Tuesday, February 17, 2009

The Audacity of Irony


by Victor Davis Hanson

One can make many criticisms of the Bush administration — occasional hubris, an inability to communicate its ideas, excessive federal spending, unnecessary bellicose rhetoric not matched always by commensurate action — but corruption is not really one of them. While the Republican Congress gave us Duke Cunningham, Larry Craig, and Mark Foley, the Bush administration itself was one of the most corruption-free in recent memory — no Monicas, no serial Clintongates, no pay-to-play presidential pardons, no shaking down donors for a library and a spousal Senate campaign.
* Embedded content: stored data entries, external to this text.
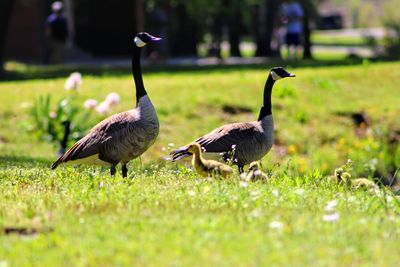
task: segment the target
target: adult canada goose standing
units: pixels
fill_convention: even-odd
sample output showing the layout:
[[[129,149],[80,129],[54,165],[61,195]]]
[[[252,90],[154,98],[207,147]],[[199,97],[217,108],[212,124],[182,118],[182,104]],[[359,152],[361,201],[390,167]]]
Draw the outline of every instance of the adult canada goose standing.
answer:
[[[271,69],[264,87],[264,103],[257,121],[239,122],[221,126],[210,133],[196,139],[205,153],[222,153],[227,160],[233,154],[234,163],[239,172],[244,165],[260,160],[271,149],[274,142],[274,121],[271,110],[271,93],[274,83],[282,78],[295,77],[282,67]],[[189,144],[190,145],[190,144]],[[180,160],[191,155],[189,145],[173,150],[172,160]]]
[[[94,164],[110,166],[110,174],[115,174],[115,166],[122,164],[122,176],[126,177],[126,164],[142,155],[156,140],[159,122],[153,104],[143,85],[140,67],[140,53],[146,44],[161,38],[142,32],[136,35],[132,51],[132,72],[136,85],[136,108],[115,114],[100,123],[76,142],[52,166],[61,163]]]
Now we are witnessing one of the most scandal-plagued incipient administrations of the last half-century. And these ethical embarrassments are doubly ironic. The Treasury secretary and nominal head of the IRS is a tax dodger. The egalitarian liberal Tom Daschle, who was going to make health care accessible for the masses, was caught hiding from the tax man tens of thousands of dollars in free limousine service. Reformist cabinet nominees like Bill Richardson (who has already withdrawn) and Hilda Solis cannot themselves follow the laws they were asked to enforce. The would-be performance czar, Nancy Killefer, did not perform on her taxes. We are now awaiting a third try for commerce secretary. The more Obama railed about his new no-lobbyist policies, the more he issued exemptions for the dozen or more insider lobbyists he hired.